Note that, because the scripting language is very simple the pages can be loaded in order into the shell memory (i.e., for a program, you can assume that you will first load page 1, then pages 2, 3, 4 etc.). This greatly simplifies the implementation, but be aware that real paging systems also account for loops, jumps in the code etc.
Also note that if the next page is already loaded in memory, there is no page fault. The execution simply continues with the instruction from the next page, if the current process still has remaining lines in its “time slice”.
1.2.3. Adding Page Replacement Policy
The final piece is adjusting the page replacement policy to Least Recently Used (LRU). As seen in class, you will need to keep track of the least recently used frame in the entire frame store and evict it. Note that, with this policy, a page fault generated by process P1 may cause the eviction of a page belonging to process P2.
2. TESTCASES
IMPORTANT: The TAs will use batch mode when testing your code, so make sure that your program produces the expected outputs when testcases run in batch mode. You can assume that the TAs will run one test at a time in batch mode.

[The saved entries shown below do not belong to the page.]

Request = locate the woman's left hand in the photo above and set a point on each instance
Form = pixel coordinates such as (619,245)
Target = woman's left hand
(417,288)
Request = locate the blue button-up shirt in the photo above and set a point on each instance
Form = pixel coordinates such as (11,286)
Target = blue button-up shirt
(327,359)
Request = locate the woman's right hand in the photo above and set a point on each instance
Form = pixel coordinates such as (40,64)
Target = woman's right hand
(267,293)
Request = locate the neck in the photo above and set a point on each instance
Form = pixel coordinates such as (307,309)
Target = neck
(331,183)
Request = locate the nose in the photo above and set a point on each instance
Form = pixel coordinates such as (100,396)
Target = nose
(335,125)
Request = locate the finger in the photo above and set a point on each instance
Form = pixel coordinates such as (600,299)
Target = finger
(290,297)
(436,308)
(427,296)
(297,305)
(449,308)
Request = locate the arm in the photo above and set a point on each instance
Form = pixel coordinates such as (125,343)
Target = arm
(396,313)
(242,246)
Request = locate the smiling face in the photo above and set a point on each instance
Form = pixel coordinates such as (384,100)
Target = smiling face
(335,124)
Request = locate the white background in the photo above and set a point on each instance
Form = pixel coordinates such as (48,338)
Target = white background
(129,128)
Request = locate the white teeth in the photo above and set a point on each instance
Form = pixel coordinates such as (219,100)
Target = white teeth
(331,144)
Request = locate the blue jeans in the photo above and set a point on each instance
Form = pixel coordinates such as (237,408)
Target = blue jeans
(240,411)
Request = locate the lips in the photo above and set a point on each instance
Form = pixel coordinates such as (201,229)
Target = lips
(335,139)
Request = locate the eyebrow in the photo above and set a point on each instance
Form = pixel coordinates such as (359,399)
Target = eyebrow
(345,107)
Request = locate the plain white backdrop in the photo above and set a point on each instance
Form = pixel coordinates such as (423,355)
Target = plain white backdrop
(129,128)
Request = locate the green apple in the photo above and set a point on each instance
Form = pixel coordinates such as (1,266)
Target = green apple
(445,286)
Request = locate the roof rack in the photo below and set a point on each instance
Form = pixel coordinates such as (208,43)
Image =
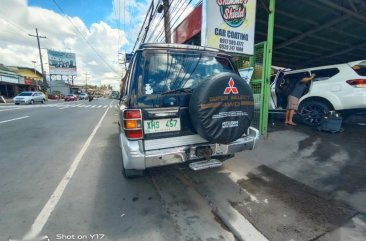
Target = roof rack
(178,46)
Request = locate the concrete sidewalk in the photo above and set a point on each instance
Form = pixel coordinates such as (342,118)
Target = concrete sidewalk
(331,167)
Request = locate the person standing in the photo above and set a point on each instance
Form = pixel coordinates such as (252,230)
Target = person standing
(293,98)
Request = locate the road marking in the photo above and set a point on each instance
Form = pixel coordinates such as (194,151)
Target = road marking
(13,109)
(46,211)
(19,118)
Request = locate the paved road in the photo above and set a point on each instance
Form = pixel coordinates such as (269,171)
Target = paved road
(60,177)
(40,144)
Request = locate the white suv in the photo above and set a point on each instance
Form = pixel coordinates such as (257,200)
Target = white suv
(29,97)
(340,87)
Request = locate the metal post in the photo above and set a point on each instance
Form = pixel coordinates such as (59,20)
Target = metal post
(40,57)
(267,68)
(166,20)
(86,82)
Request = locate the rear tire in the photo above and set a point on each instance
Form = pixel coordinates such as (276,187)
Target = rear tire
(312,112)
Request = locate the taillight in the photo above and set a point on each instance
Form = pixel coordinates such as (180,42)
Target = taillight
(357,83)
(132,124)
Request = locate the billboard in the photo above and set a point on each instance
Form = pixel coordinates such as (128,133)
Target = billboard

We provide you with 5 testcases and expected outputs for your code. Please run the testcases to ensure your code runs as expected.
• The project must compile by running
make clean; make mysh framesize=X varmemsize=Y
◦ The project must run in batch mode, i.e. ./mysh < testfile.txt
4. HOW IT WILL BE GRADED
Your assignment is graded out of 20 points.
• Known testcases: 10 points. You were provided 5 testcases, with expected outputs. If your code matches the expected output, you will receive 2 points for each testcase. You will receive 0 points for each testcase where your output does not match the expected output. Formatting issues such as tabs instead of spaces, new lines, extra command line prompts, etc. will not be penalized.
• Surprise testcases: 10 points. The OS team also has 5 surprise testcases, similar to the ones already provided to you. The surprise testcases are graded the same as the known testcases.
• The TA will look at your source code only if the program runs (correctly or not). The TA looks at your code to verify that you implemented the requirement as requested. Specifically:
o Hardcoded solutions will receive 0 points for the hardcoded testcase, even if the output is correct.
o Programming expectations. Your code needs to meet the programming style posted on myCourses. If not, your TA may remove up to 5 points, as they see fit.
o You must write this assignment in the C Programming language, otherwise the assignment will receive 0 points.